Itália, França, Inglaterra e Estados Unidos lideravam um período de progresso e conforto material da classe média. O luxo era uma meta concreta que deveria ser buscada. Festas elegantes, carros esportivos, lanchas, vestidos da Dior eram símbolos de uma felicidade à toda prova. Quem poderia ser infeliz nesse mundo que era pura felicidade?

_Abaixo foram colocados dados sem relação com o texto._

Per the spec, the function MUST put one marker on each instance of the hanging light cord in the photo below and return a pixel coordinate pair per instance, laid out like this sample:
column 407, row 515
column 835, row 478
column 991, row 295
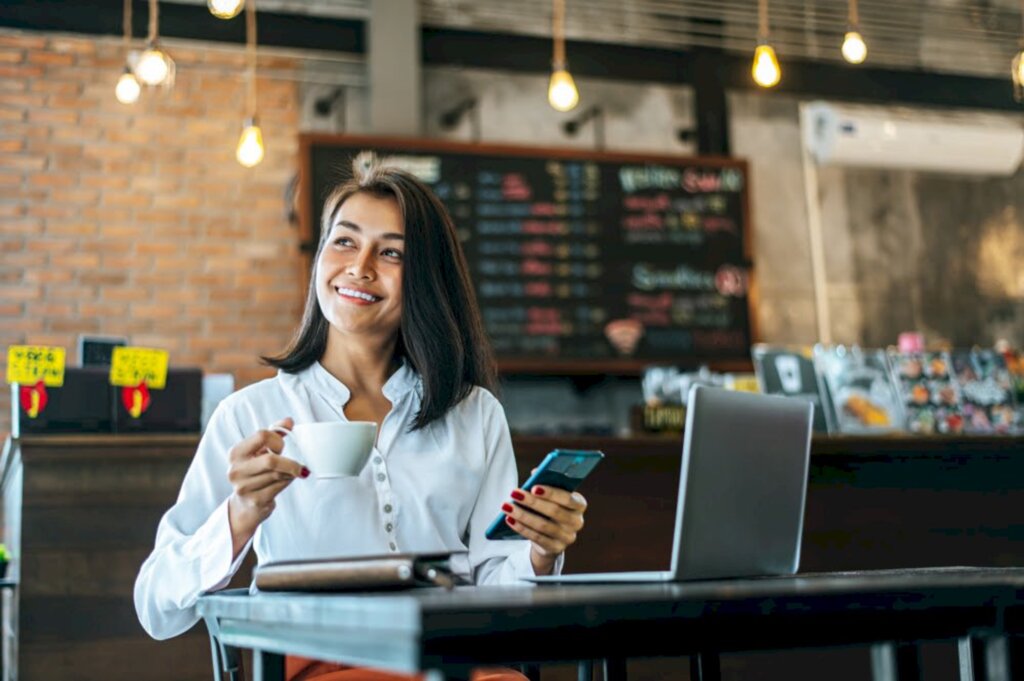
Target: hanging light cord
column 251, row 53
column 558, row 30
column 127, row 24
column 762, row 20
column 154, row 20
column 1022, row 24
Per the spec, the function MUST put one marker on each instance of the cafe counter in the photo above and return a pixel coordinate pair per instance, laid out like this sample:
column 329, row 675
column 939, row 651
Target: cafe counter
column 80, row 515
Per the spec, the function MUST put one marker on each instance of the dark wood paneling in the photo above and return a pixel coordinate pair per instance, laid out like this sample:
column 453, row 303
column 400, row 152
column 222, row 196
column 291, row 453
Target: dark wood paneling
column 129, row 658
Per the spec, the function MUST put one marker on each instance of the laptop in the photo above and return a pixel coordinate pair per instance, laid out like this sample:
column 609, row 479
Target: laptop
column 741, row 491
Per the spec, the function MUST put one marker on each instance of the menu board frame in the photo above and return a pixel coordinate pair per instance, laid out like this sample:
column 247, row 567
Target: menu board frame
column 614, row 366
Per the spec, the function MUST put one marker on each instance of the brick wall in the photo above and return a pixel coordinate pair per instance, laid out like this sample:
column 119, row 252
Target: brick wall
column 136, row 220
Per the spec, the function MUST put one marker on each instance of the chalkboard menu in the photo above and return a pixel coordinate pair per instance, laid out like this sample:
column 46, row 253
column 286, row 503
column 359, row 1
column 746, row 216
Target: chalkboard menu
column 606, row 259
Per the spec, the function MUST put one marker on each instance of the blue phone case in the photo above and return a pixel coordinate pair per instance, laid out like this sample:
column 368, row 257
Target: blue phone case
column 563, row 469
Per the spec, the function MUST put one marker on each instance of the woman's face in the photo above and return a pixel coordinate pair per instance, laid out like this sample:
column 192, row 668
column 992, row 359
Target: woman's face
column 358, row 272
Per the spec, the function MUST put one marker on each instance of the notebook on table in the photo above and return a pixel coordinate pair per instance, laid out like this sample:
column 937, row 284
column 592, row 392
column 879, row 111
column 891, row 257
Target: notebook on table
column 399, row 570
column 742, row 486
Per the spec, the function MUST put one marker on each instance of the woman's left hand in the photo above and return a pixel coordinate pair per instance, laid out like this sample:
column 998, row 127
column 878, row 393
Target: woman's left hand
column 550, row 518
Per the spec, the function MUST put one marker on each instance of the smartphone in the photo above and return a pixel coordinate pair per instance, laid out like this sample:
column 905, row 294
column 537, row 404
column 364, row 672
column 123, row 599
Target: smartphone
column 563, row 469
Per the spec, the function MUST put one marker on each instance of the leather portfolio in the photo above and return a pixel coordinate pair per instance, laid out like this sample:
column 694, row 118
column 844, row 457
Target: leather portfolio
column 400, row 570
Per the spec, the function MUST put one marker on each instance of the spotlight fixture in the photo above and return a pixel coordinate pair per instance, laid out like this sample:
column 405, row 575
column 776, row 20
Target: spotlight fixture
column 225, row 8
column 854, row 48
column 155, row 67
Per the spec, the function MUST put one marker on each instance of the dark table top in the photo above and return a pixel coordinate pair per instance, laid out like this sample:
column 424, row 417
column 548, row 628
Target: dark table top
column 425, row 628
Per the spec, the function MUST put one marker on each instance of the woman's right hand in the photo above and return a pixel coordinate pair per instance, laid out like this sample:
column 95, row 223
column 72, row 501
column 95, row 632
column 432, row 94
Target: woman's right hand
column 258, row 473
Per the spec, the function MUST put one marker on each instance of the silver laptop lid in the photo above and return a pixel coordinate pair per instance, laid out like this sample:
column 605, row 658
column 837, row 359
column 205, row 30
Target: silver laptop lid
column 742, row 484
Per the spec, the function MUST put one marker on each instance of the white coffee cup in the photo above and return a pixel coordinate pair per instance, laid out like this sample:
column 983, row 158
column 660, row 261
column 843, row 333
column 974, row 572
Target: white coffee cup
column 332, row 449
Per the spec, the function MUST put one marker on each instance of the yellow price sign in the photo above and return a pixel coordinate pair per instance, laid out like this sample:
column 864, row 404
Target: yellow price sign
column 28, row 365
column 132, row 366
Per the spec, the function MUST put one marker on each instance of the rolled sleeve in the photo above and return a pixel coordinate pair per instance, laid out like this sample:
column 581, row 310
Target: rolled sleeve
column 193, row 549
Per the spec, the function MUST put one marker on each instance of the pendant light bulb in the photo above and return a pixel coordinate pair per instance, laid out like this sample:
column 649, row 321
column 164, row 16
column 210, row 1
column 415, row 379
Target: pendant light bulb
column 128, row 89
column 154, row 66
column 562, row 94
column 854, row 48
column 766, row 71
column 250, row 151
column 225, row 8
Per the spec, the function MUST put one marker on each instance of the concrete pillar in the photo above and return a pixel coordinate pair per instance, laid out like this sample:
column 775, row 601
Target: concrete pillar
column 395, row 98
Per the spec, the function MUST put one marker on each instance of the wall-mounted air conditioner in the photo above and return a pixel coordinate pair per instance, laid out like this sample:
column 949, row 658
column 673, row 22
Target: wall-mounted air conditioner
column 890, row 137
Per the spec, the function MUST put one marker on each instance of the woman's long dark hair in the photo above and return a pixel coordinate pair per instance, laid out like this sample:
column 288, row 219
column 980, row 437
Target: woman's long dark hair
column 441, row 334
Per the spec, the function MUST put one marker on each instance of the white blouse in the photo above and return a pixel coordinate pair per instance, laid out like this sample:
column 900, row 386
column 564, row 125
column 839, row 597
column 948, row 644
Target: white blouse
column 432, row 490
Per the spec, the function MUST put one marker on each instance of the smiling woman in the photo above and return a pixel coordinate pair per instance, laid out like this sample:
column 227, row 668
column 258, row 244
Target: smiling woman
column 439, row 331
column 391, row 334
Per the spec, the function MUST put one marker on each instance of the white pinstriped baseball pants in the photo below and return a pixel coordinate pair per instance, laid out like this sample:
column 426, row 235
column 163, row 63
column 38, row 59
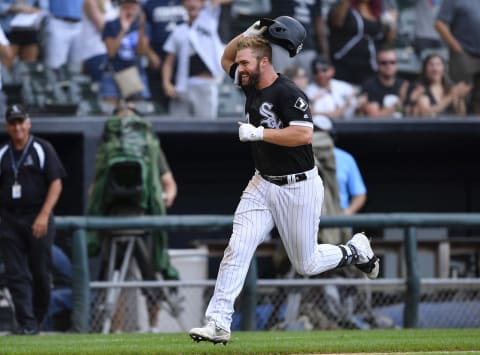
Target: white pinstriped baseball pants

Antonioni veio para estregar a festa e mostrar que esse mundo estava cheio de angústia, solidão, incompreensão. As máquinas funcionavam a pleno vapor, mas as pessoas não se entendiam nem no menor dos sentimentos. Era um mundo tão materialista que a alma ficou de fora. A solidão em seus filmes pode se sentir no amplo espaço dos desertos ou no espaço fechado de um salão de festas, ou de um quarto. Mas está sempre lá.
Por que rever os filmes de Antonioni na Mostra Internacional de Cinema de São Paulo, que começou na última quinta? A diretora do evento, Renata de Almeida, resumiu bem o motivo: "Antonioni era conhecido como o cineasta da incomunicabilidade. Num tempo em que nos comunicamos sem parar pelo celular, ele com certeza tem algo a nos dizer."
Em resumo, o que Antonioni nos diz é: o mundo anda em ritmo acelerado, mas o ser humano e suas angústias continuam os mesmos. O homem apenas se adapta às novidades, às redes sociais, ao mundo do Big Brother onde todos amam acompanhar a intimidade de meia dúzia — e assim vai se iludindo de que existe alguma real troca entre ele e as pessoas à sua volta.
Ver ou rever os filmes de Antonioni agora em outubro pode iluminar como vários cineastas do presente seguem os passos dele na hora de filmar a solidão humana. O mestre está na forma como Wim Wenders filma o limpador de banheiros japonês de "Perfect Days"; na solidão aguda da menina Priscilla Presley presa na gaiola da fama de Elvis em "Priscilla", de Sofia Coppola; nos bancários revoltados contra o sistema de "Os Delinquentes", de Rodrigo Moreno, indicado da Argentina ao próximo Oscar; e até na descoberta solitária do amor das crianças do belga "Close", de Lukas Dont, e do japonês "Monster", de Hirokazu Kore-Eda. Ou ainda nos filmes do turco Nuri Bilge Ceylan, um dos melhores do mundo hoje — seu último filme, "Ervas Secas", está na programação da Mostra.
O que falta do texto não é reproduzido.